- Founder: Vanessa Redgrave Corin Redgrave
- Founded: November 27, 2004
- Dissolved: 2015
- Split from: Marxist Party
- Headquarters: 54–57 Allison Street, Birmingham, B5 5TH
- Ideology: Human rights Pacifism Anti-Iraq War
- Political position: Left-wing

= Peace and Progress Party =

The Peace and Progress Party was a British political party founded by Vanessa and Corin Redgrave to campaign for human rights. Combining the Redgraves, formerly leading figures in the Workers' Revolutionary Party and the Marxist Party, with others from the media and legal fields, the party campaigned for the rights of refugees and political dissidents.

== History ==
The party was launched in November 2004 and called for the withdrawal of British troops from Iraq, the return of British detainees from Guantanamo Bay and the cancellation of Third World debt. The party urged support from those in other parties, including the Conservatives, who upheld human rights.

The party received the support of journalist Anna Politkovskaya, who was later murdered, and of Azmat Begg, father of Guantanamo Bay detainee Moazzam Begg, who stood for the party at the 2005 general election in Birmingham Hodge Hill. The party had suggested that Moazzem Begg and another detainee, Richard Belmar, would stand as absentee candidates. Babar Ahmad, wanted by the US authorities on terrorism charges, stood in Brent North.

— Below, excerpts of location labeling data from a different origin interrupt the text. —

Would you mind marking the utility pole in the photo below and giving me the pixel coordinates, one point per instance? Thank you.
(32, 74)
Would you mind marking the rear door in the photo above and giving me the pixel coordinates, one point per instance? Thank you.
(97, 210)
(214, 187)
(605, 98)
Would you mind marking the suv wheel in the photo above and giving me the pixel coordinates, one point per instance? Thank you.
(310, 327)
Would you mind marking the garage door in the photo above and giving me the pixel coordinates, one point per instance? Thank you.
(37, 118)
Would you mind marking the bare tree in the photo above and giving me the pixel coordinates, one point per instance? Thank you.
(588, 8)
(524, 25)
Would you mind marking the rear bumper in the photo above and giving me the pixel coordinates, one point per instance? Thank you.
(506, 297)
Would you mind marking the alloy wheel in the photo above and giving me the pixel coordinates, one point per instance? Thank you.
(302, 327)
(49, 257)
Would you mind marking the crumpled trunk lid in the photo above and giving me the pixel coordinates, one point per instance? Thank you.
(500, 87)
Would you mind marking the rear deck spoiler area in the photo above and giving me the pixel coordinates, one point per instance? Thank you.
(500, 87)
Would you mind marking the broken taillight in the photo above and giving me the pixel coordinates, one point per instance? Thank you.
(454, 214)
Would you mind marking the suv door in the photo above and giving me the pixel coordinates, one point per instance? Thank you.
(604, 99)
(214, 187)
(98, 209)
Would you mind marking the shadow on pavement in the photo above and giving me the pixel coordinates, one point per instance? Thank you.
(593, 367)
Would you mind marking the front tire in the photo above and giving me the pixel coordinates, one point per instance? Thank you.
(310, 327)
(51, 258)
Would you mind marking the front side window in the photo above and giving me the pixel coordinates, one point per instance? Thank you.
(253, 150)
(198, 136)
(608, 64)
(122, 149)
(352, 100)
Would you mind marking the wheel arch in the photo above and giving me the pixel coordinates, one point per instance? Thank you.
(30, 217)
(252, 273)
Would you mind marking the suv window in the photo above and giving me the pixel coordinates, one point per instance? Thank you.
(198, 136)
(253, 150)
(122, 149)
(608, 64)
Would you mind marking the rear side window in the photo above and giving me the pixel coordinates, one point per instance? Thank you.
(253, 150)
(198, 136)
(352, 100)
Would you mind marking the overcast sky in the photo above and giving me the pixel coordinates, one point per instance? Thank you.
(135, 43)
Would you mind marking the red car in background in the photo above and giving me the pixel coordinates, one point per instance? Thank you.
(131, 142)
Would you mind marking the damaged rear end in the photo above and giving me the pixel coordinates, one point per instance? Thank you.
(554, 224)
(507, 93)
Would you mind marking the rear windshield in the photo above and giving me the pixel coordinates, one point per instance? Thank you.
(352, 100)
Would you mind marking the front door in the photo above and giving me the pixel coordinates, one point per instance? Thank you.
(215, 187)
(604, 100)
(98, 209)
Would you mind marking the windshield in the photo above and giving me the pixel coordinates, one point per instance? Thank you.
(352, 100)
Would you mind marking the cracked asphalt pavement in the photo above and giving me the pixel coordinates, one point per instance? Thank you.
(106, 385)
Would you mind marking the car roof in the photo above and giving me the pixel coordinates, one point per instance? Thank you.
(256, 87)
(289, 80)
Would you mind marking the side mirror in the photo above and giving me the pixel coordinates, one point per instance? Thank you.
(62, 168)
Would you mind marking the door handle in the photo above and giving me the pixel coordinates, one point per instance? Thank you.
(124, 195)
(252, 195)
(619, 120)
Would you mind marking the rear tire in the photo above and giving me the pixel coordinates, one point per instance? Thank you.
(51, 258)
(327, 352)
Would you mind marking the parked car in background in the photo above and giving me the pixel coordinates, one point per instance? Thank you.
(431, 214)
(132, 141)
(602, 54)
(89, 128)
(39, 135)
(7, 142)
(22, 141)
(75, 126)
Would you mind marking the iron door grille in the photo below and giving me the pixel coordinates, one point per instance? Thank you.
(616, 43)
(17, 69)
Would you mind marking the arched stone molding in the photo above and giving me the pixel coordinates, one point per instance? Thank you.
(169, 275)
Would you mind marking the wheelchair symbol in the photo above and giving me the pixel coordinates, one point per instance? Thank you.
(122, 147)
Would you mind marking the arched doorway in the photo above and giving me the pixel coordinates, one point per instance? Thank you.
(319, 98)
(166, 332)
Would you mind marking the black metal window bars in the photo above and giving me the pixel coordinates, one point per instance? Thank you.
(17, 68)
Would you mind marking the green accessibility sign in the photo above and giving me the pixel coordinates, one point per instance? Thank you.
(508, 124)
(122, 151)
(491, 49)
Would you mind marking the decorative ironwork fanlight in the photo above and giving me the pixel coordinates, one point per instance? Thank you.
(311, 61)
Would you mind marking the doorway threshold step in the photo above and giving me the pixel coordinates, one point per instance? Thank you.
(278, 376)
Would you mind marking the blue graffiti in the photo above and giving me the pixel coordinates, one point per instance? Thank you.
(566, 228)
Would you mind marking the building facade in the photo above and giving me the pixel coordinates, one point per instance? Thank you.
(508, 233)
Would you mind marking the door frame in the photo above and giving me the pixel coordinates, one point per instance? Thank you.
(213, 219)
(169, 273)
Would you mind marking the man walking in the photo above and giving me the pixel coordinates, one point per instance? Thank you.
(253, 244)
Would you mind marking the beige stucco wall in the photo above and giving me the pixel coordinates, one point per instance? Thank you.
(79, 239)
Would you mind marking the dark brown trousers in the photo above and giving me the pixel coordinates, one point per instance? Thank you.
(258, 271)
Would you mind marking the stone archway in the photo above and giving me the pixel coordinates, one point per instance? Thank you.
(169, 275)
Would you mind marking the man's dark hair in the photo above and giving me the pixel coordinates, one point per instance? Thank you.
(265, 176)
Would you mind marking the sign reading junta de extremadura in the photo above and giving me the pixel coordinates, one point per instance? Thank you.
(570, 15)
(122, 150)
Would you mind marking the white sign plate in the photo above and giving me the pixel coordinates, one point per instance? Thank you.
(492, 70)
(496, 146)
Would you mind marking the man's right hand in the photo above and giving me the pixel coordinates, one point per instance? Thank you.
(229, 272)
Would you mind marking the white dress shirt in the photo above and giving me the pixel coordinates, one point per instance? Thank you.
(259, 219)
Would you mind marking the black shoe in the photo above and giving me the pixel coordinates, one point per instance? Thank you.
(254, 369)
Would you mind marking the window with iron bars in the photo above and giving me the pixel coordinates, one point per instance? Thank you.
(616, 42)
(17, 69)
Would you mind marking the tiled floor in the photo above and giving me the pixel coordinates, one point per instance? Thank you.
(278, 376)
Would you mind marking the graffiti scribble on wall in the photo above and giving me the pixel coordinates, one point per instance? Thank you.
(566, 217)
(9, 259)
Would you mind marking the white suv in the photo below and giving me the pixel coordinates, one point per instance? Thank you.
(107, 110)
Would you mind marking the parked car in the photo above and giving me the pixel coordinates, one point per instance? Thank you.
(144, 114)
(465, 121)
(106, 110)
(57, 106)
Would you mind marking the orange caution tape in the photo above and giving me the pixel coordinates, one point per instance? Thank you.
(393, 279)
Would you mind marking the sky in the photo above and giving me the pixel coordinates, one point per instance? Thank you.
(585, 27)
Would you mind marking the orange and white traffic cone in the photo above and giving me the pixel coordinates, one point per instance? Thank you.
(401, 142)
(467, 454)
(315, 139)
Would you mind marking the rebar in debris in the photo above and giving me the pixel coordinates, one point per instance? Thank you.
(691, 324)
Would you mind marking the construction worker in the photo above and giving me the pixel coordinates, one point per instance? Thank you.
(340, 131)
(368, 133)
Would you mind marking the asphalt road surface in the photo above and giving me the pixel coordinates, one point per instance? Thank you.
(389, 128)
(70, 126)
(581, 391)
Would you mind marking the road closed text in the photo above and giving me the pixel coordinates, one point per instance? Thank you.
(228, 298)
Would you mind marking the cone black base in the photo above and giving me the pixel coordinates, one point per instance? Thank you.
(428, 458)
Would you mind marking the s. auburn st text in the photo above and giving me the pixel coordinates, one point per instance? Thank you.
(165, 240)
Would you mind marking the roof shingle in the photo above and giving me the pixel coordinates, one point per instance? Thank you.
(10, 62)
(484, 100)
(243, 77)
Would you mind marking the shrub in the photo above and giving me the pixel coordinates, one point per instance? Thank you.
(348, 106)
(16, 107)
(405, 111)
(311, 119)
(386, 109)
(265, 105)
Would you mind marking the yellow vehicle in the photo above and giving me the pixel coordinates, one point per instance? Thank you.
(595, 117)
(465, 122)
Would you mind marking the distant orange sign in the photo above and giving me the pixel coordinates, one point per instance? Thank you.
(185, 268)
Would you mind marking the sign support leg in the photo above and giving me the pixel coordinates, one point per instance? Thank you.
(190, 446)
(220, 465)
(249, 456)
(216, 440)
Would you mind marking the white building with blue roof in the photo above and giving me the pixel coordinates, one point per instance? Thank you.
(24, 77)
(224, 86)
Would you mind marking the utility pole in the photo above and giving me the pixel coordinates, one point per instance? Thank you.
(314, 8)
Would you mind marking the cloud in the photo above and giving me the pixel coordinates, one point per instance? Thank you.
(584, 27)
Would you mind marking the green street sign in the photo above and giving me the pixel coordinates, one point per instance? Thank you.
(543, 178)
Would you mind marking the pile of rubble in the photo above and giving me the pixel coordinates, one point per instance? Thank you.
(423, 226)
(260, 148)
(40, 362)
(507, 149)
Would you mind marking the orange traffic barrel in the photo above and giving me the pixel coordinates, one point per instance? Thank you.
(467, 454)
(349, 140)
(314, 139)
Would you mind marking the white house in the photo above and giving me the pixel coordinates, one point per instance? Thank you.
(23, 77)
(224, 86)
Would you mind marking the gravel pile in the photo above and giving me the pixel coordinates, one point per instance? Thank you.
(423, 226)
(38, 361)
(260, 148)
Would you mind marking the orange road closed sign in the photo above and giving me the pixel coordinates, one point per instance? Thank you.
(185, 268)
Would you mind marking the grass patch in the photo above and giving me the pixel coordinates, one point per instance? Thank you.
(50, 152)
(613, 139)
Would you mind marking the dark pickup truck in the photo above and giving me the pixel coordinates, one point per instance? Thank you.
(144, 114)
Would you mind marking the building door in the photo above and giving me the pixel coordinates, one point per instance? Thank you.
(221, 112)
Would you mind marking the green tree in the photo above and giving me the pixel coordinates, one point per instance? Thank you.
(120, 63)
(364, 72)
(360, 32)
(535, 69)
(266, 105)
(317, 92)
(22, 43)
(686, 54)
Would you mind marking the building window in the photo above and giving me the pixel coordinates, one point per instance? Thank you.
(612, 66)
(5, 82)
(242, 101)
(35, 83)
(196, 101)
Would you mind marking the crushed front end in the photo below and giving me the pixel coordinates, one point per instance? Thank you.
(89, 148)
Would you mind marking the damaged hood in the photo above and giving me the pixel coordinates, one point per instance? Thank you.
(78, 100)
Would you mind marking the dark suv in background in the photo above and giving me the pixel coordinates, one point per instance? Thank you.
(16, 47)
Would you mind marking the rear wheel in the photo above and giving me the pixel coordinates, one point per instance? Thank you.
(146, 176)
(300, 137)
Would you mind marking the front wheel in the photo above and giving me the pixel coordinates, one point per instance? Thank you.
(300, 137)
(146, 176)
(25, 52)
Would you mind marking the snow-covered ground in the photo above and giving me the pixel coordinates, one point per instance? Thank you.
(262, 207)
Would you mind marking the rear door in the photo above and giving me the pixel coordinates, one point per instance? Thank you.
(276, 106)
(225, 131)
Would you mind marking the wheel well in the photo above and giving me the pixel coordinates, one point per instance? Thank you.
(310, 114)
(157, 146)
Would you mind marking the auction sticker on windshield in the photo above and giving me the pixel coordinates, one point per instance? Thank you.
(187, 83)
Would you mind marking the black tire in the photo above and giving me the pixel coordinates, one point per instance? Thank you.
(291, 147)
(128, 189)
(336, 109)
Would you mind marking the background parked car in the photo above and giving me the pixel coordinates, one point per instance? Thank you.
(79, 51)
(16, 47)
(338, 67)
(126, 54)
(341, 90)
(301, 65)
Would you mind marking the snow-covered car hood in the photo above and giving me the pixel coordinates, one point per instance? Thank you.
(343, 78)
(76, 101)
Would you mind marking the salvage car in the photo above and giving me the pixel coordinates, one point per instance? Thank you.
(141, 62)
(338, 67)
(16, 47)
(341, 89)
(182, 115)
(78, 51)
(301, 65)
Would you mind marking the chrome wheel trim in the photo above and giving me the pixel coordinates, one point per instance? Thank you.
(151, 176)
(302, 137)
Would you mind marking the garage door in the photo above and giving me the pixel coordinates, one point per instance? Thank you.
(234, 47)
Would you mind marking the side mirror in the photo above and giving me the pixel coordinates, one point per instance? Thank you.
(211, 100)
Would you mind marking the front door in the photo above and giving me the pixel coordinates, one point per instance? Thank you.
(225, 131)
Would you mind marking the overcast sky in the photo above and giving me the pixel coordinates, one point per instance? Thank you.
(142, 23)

Peace and Progress made a negligible impact at the 2005 general election, losing their deposit in each of the three seats they stood in. Ahmad received 685 votes (1.9%), Azmat Begg received 329 votes (1.2%), and Sylvia Dunn received 22 votes (0.1%) against Conservative leader Michael Howard in Folkestone and Hythe.

According to the Electoral Commission, Chris Cooper was the party's leader, Sue Conlan the nominating officer, and Edmund Quinn the treasurer. The party registered in 2003 and deregistered in 2015. The official website is now offline.